Gee, I mentioned dimension; we need a good definition and a lot of associated theorems. Linear algebra has those.

So, for matrix A, vector x, and vector of zeros 0, the set of all solutions x to

Ax = 0

is a vector space, and it and its dimension are central in what we get in many applications, e.g., at the end of Gauss elimination, fitting linear equations to data, etc.

(2.5) Eigen Values, Vectors

Eigen in German translates to English as special, unique, singular, or some such.

Well, for a n x n matrix A, we might have that

Ax = lx

for number l. In this case what matrix A does to vector x is just change its length by l and keep its direction the same. So, l and x are quite special. Then l is an eigenvalue of A, and x is a corresponding eigenvector of A.

These eigen quantities are central to the crucial singular value decomposition, the polar decomposition, principal components, etc.

(2.6) Texts

A good, now quite old, intermediate text in linear algebra is by Hoffman and Kunze, IIRC now available for free as PDF on the Internet.

A special, advanced linear algebra text is P. Halmos, Finite Dimensional Vector Spaces written in 1942 when Halmos was an assistant to John von Neumann at the Institute for Advanced Study. The text is an elegant finite dimensional introduction to infinite dimensional Hilbert space.

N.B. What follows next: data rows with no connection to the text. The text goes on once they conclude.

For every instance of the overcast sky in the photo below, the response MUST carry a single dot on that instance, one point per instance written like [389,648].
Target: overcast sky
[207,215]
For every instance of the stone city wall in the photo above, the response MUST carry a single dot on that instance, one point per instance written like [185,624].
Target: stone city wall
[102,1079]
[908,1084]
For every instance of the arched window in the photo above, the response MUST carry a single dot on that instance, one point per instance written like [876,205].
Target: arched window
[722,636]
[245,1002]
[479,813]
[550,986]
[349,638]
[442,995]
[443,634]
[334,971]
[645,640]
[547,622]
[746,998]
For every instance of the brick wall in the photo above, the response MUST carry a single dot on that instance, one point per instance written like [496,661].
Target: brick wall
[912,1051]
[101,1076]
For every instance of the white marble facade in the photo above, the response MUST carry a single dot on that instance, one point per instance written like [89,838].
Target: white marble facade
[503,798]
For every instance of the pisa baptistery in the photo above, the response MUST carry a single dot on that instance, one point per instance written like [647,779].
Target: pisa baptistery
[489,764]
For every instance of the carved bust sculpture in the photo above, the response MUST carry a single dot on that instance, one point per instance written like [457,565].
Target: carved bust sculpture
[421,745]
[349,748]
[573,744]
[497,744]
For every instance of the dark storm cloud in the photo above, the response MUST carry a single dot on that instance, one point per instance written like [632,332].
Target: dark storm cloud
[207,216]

http://www.american.com/archive/2008/march-april-magazine-co...

is an entertaining article about Harvard's course Math 55. At one time that course used that book by Halmos and also, see below, Baby Rudin.

For more there is

Richard Bellman, Introduction to Matrix Analysis.

Horn and Johnson, Matrix Analysis.

There is much more, e.g., on numerical methods. There a good start is LINPACK, the software, associated documentation, and references.

(5) More

The next two topics would be probability theory and statistics.

For a first text in either of these two, I'd suggest you find several leading research universities, call their math departments, and find what texts they are using for their first courses in probability and statistics. I'd suggest you get the three most recommended texts, carefully study the most recommended one, and use the other two for reference.

Similarly for calculus and linear algebra.

For more, that would take us into a ugrad math major. Again, make some phone calls for a list of recommended texts. One of those might be

W. Rudin, Principles of Mathematical Analysis.

aka, "Baby Rudin". It's highly precise and challenging.

For more,

H. Royden, Real Analysis

W. Rudin, Real and Complex Analysis

L. Breiman, Probability

M. Loeve, Probability

J. Neveu, Mathematical Foundations of the Calculus of Probability

The last two are challenging.

For Bayesian, that's conditional expectation from the Radon-Nikodym theorem with a nice proof by John von Neumann in Rudin's Real and Complex Analysis.

After those texts, often can derive the main results of statistics on your own or just use Wikipedia a little. E.g., for the Neyman-Pearson result in statistical hypothesis testing, there is a nice proof from the Hahn decomposition from the Radon-Nikodym theorem.